La disculpa narcisista: Cuándo una "disculpa" no lo es realmente
Cuando alguien pronuncia palabras como “lo siento”, esperamos que venga acompañado de arrepentimiento genuino. Pero en el caso de una disculpa narcisista, lo que suena como una reconciliación a menudo es solo una estrategia para evitar la responsabilidad.
Frases como “Supongo que debería decir que lo siento” o “Siento si te sentiste herido” no asumen culpa real. Al contrario: estas expresiones minimizan el daño y, sutilmente, te hacen sentir que el problema viene de ti. Es como si dijeran: “Tu reacción es exagerada”, sin decirlo directamente.
Otra variante común es “Siento que te sientas así, pero no es del todo culpa mía”. Aquí, la persona parece reconocer algo, pero rápidamente desvía el enfoque, repartiendo la culpa de forma desigual. No se trata de reparar, sino de proteger su imagen.
Estas disculpas no buscan sanar la relación. Buscan calmar la situación sin cambiar el comportamiento. Funcionan como un bálsamo superficial que, lejos de curar, termina alejando más a las personas.

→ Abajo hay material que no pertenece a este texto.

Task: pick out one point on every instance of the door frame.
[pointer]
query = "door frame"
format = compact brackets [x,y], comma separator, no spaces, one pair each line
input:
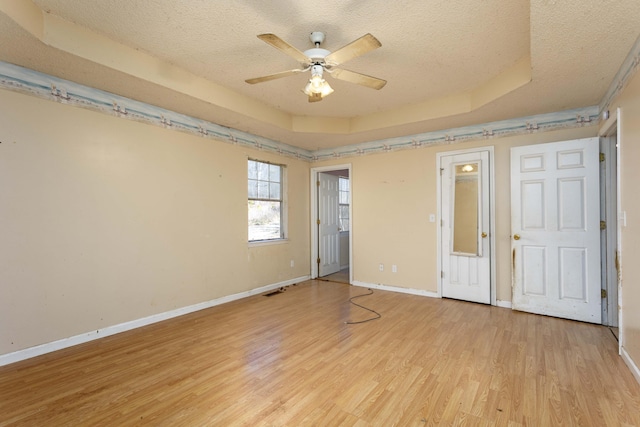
[314,216]
[492,217]
[609,127]
[609,207]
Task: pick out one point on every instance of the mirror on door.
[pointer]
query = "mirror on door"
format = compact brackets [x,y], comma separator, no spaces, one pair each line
[465,210]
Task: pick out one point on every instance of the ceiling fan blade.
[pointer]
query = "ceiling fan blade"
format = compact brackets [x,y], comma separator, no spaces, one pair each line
[274,76]
[285,47]
[315,97]
[358,78]
[356,48]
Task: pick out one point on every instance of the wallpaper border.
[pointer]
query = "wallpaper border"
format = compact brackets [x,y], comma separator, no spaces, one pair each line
[31,82]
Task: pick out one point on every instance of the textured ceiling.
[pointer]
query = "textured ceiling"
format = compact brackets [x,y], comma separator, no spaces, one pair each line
[448,63]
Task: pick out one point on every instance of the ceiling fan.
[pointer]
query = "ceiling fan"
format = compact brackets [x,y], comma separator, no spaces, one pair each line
[319,60]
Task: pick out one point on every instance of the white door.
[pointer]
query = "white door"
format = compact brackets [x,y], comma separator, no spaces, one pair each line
[555,229]
[465,227]
[329,225]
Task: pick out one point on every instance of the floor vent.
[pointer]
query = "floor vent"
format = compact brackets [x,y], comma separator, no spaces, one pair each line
[279,291]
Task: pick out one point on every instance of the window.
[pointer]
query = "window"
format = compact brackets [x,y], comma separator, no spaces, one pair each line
[343,203]
[265,201]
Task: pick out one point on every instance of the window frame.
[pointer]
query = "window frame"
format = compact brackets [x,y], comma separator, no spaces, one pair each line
[282,201]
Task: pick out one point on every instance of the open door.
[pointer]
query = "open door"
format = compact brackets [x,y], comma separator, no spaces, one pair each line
[555,225]
[328,225]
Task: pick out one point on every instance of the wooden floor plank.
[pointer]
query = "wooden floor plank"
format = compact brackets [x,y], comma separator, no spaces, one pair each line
[290,359]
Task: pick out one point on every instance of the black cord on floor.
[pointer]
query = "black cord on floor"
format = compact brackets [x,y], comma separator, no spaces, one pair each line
[378,315]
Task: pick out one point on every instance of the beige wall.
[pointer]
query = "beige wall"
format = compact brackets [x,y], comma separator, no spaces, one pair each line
[393,195]
[105,220]
[629,143]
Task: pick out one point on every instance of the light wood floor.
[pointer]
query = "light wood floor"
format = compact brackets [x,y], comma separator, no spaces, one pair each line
[290,359]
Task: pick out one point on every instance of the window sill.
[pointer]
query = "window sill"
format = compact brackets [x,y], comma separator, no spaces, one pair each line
[268,242]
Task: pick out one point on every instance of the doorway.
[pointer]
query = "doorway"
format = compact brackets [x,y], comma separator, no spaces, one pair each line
[331,225]
[465,236]
[609,231]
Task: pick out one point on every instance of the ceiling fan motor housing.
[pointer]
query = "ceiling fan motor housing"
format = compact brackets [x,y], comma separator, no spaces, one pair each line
[317,38]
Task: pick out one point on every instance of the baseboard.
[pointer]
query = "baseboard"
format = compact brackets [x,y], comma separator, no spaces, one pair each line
[632,366]
[419,292]
[39,350]
[503,304]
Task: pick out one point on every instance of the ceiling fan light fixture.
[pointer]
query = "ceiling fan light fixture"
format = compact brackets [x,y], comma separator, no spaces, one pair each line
[317,85]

Reconocer estos patrones es importante, especialmente si estás en una relación donde las disculpas se repiten sin que nada mejore. Una verdadera disculpa no pregunta “¿por qué reaccionaste así?”, sino “¿cómo puedo arreglar lo que hice?”.
Cuando las palabras “lo siento” vienen seguidas de justificaciones o culpa proyectada, no son una disculpa. Son un espejo distorsionado de una reparación que nunca llega.